January 23, 2001

 

Cast Away

reviewed by
Lynn Trenning

 

 

 

 

 

 

 

 

 

 

 

 

 

 

 

 

 

 

 

 

 

 

 

 

 

 

For more about Lynn Trenning, please visit her main page.

Director Robert Zemeckis's holiday movie release "Cast Away" has two atypical failings: it has a beginning and an end. It requires neither. Some would say they are necessary for the sake of form. But God knows Helen Hunt doesn't need the work this year, and the movie's charm and intrigue begin when Tom Hanks lands ashore a deserted tropical island, and end as he roasts like a blistering pig on a spit, beside the shadow of an industrial steamship.

The journey from a civilized life to bestial survival is swift, yet Tom Hanks maintains a convincing calm as his corporate intuition gives way to mammalian instinct. By primal and bestial I don't mean something negative. These words describe the physical and mental capabilities animals use to survive in uncivilized territory. They are human instincts that have mutated to adapt to today's society. The film's mastery is in the sequence of discovery of a primal self. And though we sense the savage capability just beneath his surface, Hanks' sheer determination, resolve, and patience are spellbinding.

Hanks plays Chuck Noland, a Federal Express troubleshooter who is as busy with life's details (and as negligent of what is truly important) as anyone you've ever met. After promising to spend New Year's Eve with his neglected fiancé, played by Helen Hunt, his plane crashes into the Pacific and he is the sole survivor.

There is no sex, and hardly any dialogue in the pithiest part of the movie. The screen is filled with Don Burgess' breathtaking cinematography and Hank's riveting portrayal of a human being changed from a civilian in a suit to a loner in a loincloth. Each elemental victory leaves the audience with humble reminders of how ineptly prepared we are to revert to the time of cavemen. Our educational system doesn't teach us how to feed ourselves or make fire or hunt or make clothing or soap or grow our own food. We are a bunch of thin-skinned weaklings.

But necessity is the mother of invention. We are reminded time and time again, as Noland utilizes the Federal Express packages that washed to shore beside him. His expression doesn't even change as he opens packages I would pray held food, or water, or cell phones, but instead reveal ice skates, a sleeveless dress of tulle, and video cassettes. They seem to mock him, but almost immediately Noland uses the ice skates to open coconuts, the tulle as a fish net, and before you know it, our hero is figuring out how to make fire. It is all believable, because think of what we could do if we had time, which is all he had.

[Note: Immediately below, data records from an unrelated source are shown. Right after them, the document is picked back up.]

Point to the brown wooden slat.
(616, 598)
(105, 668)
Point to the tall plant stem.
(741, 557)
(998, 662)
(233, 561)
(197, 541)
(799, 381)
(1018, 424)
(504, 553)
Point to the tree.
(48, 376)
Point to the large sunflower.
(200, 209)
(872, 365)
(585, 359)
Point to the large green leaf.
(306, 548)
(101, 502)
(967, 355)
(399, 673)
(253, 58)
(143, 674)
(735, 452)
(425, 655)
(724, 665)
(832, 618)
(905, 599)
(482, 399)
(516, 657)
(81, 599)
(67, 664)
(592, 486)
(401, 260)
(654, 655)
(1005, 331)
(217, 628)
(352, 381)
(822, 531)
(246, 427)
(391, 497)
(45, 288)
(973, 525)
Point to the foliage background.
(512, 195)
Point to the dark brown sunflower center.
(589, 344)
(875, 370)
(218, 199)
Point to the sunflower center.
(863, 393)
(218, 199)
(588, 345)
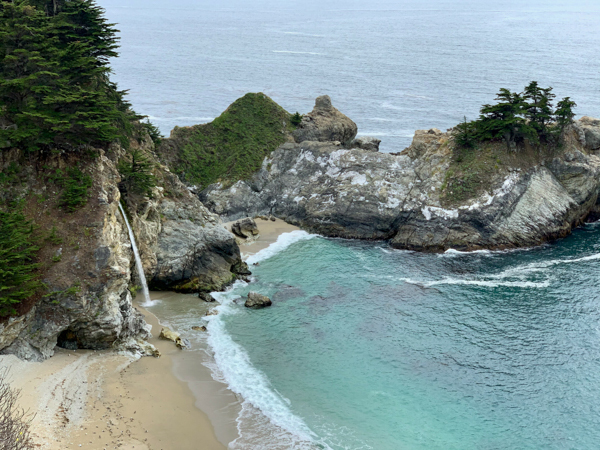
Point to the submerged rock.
(256, 300)
(368, 143)
(325, 123)
(206, 297)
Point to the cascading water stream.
(138, 261)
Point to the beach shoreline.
(102, 399)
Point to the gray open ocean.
(391, 66)
(367, 347)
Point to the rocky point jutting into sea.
(320, 177)
(324, 180)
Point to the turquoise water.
(366, 347)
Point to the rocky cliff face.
(410, 199)
(88, 267)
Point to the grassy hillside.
(233, 146)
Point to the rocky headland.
(428, 197)
(90, 272)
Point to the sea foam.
(234, 367)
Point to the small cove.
(369, 347)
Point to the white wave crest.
(483, 283)
(170, 119)
(298, 53)
(283, 241)
(236, 369)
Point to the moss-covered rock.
(230, 148)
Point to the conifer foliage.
(17, 269)
(54, 76)
(517, 117)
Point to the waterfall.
(138, 261)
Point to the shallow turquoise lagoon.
(370, 347)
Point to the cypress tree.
(17, 278)
(55, 89)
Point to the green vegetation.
(75, 189)
(17, 267)
(153, 132)
(137, 174)
(471, 172)
(233, 146)
(296, 119)
(15, 423)
(517, 118)
(524, 123)
(55, 90)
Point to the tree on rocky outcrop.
(14, 422)
(538, 108)
(18, 280)
(504, 120)
(137, 173)
(517, 118)
(564, 113)
(55, 89)
(465, 134)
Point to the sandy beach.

Chuck used his own bloody imprint on the face of a leather soccer ball to give birth a friend named Wilson. And just like Adam needed Eve, so Chuck needed Wilson, who gave him license to talk and muse and effuse and scream without feeling like a bloody loon.

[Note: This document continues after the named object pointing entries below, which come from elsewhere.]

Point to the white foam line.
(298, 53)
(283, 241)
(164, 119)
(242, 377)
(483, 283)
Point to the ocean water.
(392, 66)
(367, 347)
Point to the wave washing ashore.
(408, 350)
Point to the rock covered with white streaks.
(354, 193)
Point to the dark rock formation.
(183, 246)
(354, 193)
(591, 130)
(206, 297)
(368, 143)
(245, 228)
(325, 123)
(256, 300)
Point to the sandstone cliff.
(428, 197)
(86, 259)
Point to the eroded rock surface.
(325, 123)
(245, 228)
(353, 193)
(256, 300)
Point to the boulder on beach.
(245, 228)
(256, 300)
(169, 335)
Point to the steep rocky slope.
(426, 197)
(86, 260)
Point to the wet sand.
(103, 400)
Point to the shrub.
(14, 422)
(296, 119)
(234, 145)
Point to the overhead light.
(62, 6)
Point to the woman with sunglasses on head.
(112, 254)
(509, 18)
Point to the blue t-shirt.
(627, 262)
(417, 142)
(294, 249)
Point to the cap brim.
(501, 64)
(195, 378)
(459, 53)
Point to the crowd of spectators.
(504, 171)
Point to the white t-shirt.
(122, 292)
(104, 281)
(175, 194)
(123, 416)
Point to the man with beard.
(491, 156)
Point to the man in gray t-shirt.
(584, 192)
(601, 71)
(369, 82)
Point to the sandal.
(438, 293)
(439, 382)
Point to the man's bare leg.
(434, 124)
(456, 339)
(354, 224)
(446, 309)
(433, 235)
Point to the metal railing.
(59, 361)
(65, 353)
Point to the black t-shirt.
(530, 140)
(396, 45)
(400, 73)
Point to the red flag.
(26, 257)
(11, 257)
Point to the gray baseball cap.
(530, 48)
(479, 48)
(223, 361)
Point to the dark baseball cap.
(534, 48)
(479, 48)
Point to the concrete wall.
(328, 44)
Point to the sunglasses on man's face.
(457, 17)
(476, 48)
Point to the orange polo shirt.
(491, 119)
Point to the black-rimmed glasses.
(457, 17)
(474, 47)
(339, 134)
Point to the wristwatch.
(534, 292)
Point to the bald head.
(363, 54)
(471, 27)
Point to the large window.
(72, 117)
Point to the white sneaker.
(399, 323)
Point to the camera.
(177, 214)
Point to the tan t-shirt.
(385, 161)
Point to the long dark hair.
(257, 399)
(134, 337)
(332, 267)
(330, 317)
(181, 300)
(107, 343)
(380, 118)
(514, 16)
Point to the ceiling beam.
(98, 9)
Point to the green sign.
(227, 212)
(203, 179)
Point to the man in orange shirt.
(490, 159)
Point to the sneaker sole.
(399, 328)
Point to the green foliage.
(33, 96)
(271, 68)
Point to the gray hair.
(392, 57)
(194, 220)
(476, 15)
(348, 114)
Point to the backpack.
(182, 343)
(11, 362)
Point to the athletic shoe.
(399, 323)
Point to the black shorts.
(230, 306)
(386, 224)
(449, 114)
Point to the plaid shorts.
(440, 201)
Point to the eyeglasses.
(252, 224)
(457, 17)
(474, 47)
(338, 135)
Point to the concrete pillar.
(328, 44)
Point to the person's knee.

Also fascinating was the four-year transformation, shown in a heartbeat, of a pudgy middle-aged man into a lithe, muscled beast who could spear a fish with a single plunge. Yet he was an educated nature man, who calculated the wind stream accurately enough over the course of years to determine the day best suited to drive a hand-hewn raft past the fierce surf and out into the open sea, powered by a sail that was most likely a remnant from the very airplane that marooned him.

Unfortunately, this beautiful middle movie, where one man's many-layered life is stripped to a loincloth, is not allowed to exist alone, but must end with an attempt to reconcile his abandoned life. The director underestimates the ability of an audience to be enthralled with the primate that we all are. The movie's power is not in teaching us to slow down and smell the roses, but in showing us how close to the surface lies the beast within.